There are 2 constraints.

Firstly:

$$ \forall j \quad 0 \le x_{j} \le N_j \quad [2] $$

$\mathbf{x}$ are non-negative real numbers in the first approximation and must only be non-negative integers in a version closer to the real-world problem.

Secondly:

$$-\sum_j x_jmin(A_j,B_j) \le N \quad [3]$$

where the constants, $\forall i,j$ are:

  • $A_j, B_j$ are rational numbers such that $A_jB_j <0$

  • $\delta_{ij}$ is the Kronecker delta (1 if $i=j$, $0$ otherwise)

  • $ p_i \ge 0$ are postive real numbers such that $\sum_ip_i=1$

  • $N_j$ and $N$ are positive integers.

The gradient function is such that the derivative wrt $x_k$ is

$$\sum_i \frac{p_i(B_k +[A_k-B_k]\delta_{ik} + min(A_k,B_k) )}{N + \sum_j x_j[B_j +(A_j-B_j)\delta_{ij} + min(A_j,B_j) ]} \quad [4]$$

and the hessian is defined so the derivative wrt $x_{k}$ and the $x_r$ is

$$-\sum_{i} \sum_{l} \frac{ p_ip_l(B_k +[A_k-B_k]\delta_{ik}+min(A_k,B_k))(B_r +[A_r-B_r]\delta_{lr} + min(A_r,B_r))}{(N + \sum_j x_j[B_j +(A_j-B_j)\delta_{ij} + min(A_j,B_j) ])^2} \quad [5]$$

Finding zeros of the gradient function doesn't help find the optima. (I don't know if some manipulation using partial fraction techniques may help.)

I would like to know of the uniqueness of global maxima and how it relates to local maxima.

How would things change if we replaced $\log()$ with $exp(-())$, a quadratic form or Kahneman and Tversky's value function,

$v(y) = y^a$ if $y>0$, $-\lambda(-y)^{\beta}$ otherwise.
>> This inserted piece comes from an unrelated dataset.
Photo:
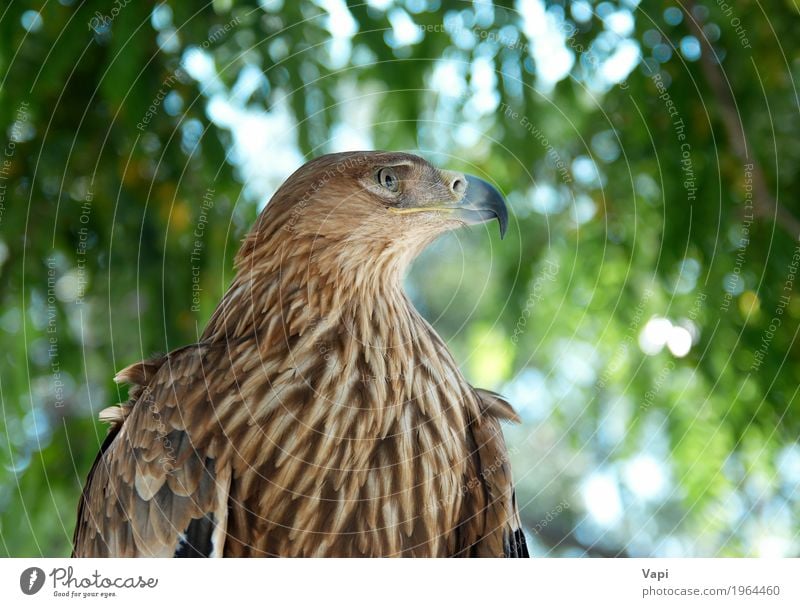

I'm not sure how peaks and troughs are carried over in a weighted sum.

I'd like to use numerical optimizers, but I keep finding local maxima, which could be due to step size issues or maybe the function is very rough.

Meta-heuristics does reasonably well, but is computationally expensive and I believe better understanding of the problem will cause dramatic improvement.